Kürt fobisinden kurtulmadıkça hep hata yapacaksınız
Erdoğangiller’in Türkiye’nin beka sorunudur diyerek gerekçelendirmeye çalıştıkları savaş ve şiddet siyasetinin nedeni Barzani’nin adımının Türkiye Kürtlerine örnek olması korkusu. Bu korku bölünme fobisiyle (Sevre sendromu) pekiştiriliyor. Nasıl hain bir tehditle karşı karşıya olduğumuzu ispat için Türkiye’nin güneydoğusunu da içine alan, çoğu düzmece ve kıymeti harbiyesi olmayan Büyük Kürdistan haritaları dolaşıma sokuluyor. Emperyalist güçlerin (100 yıl önceki) Türkiye’yi bölme planları çarşaf çarşaf yayımlanıyor.
Olabilir; bölgeyle ilgili çeşitli planlar hep vardı, şimdi de vardır. Ancak bu türden planların 21. yüzyıl başının çok karışık ve karmaşık ilişkiler-çelişkiler dünyasında geçerliği nedir? Geçerliyse, buna karşı durmanın, ülkenin bölünmesini engellemenin yolu içerde ve dışarda Kürtlere karşı asimilasyon, baskı, savaş siyaseti uygulamak, düşmanlaşmak, savaş açmak, özerklik, bağımsızlık çabalarını engellemek midir?
Oysa “beka sorunu” yaşamamanın, ülkemizin birliğini bütünlüğünü sağlamanın barışçı ve basit bir yolu var: Kendi Kürtlerinize, eşit yurttaşlık temelinde bütün haklarını sağlarsanız, şehirlerini yakıp yıkmaktan, onurlarının ayaklar altına almaktan, siyasetçilerini terörist diye hapse tıkmaktan, seslerini şiddet uygulayarak susturmaktan, ortak vatan topraklarının bir bölümüne cenazelerini gömmelerine bile engel olmaktan vazgeçerseniz… Komşu ülkelerdeki Kürt oluşumlarına ve halklarına savaş açmak yerine barışçı, himâyeci, dayanışmacı bir siyaset benimserseniz, korkacak hiçbir şey kalmaz.

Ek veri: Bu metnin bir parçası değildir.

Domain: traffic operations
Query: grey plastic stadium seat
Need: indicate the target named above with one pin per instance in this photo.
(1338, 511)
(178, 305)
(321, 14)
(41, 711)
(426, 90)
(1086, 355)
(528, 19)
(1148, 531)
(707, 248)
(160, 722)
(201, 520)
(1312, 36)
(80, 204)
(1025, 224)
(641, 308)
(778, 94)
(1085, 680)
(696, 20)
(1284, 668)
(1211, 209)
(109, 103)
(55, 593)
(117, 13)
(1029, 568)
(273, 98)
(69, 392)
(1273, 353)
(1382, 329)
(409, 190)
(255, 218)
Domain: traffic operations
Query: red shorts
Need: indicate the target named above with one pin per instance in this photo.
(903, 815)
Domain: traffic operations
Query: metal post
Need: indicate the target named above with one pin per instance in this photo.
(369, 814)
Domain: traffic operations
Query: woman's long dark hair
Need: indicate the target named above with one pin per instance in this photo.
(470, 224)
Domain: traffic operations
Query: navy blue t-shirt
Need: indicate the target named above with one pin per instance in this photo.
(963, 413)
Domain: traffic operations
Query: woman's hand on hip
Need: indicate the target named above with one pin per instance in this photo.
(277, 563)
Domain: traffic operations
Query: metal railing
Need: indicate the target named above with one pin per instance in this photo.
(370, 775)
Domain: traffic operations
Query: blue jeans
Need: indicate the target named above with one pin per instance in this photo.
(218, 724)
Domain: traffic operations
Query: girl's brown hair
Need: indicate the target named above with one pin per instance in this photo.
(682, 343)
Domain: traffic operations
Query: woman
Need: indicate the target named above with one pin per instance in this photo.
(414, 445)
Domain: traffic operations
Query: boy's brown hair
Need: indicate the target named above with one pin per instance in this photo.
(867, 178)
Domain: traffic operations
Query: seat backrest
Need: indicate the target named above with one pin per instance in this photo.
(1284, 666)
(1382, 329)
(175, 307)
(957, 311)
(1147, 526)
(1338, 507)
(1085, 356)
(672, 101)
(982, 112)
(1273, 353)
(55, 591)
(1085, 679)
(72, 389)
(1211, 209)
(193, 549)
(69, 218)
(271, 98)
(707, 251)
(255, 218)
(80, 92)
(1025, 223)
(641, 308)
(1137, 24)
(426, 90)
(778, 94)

Üstelik emperyalist güçlerin bölgedeki müdahale ve oyunları da engellenebilir.
“Beka sorunu”nu iktidar yaratıyor, muhalefet derinleştiriyor
Bugün Türkiye dış tehdit ve tehlikelerle karşı karşıyaysa, bunu Sayın Erdoğan güdümündeki AKP iktidarının, özellikle Suriye’den başlayarak her adımda daha vahim hale gelen yanlış, tutarsız, savaşçı bölge siyasetine (daha doğrusu siyasetsizliğine) borçluyuz. Bu siyaset, artık “ulusal çıkarlar” doğrultusunda bile değil, şoven Türkçü milliyetçi (ulusalcı) ideolojik saplantılar üzerinde şekilleniyor.
En kötüsü ve geleceğimiz için umut karartıcı olan, Erdoğangiller zihniyetinin MHP’den CHP’ye, sağ ve sol Türkçü-milliyetçi koalisyondan güç alması. Bu kesimlerin iktidara muhalefetleri ve bütün eleştirileri: neden Irak’a hemen yürümüyorsun, neden savaş ilan etmiyorsun, neden daha sert davranmıyorsun, neden Suriye’de, Irak’ta kendi topraklarını ve halklarını savunan Kürtleri daha büyük şiddetle “tenkil” etmiyorsun noktalarında toplanıyor. Böylece iktidarla devletçi milliyetçi/ulusalcı (sözde) muhalefet ülkemizi çıkmaza götüren yolun kaldırımlarını birlikte döşüyorlar.
Bir beka sorunu varsa eğer, bu Türkiye’nin değil Erdoğan iktidarının ve ona muhalefet eder gibi görünürken etrafında kümelenen siyasal kesimlerin sorunudur. Ne var ki, yanılgıyı aşıp suç sınırına dayanan siyasetlerinin maddi manevi bedelini hepimiz, bütün ülke, hem de ağır ödeyeceğiz.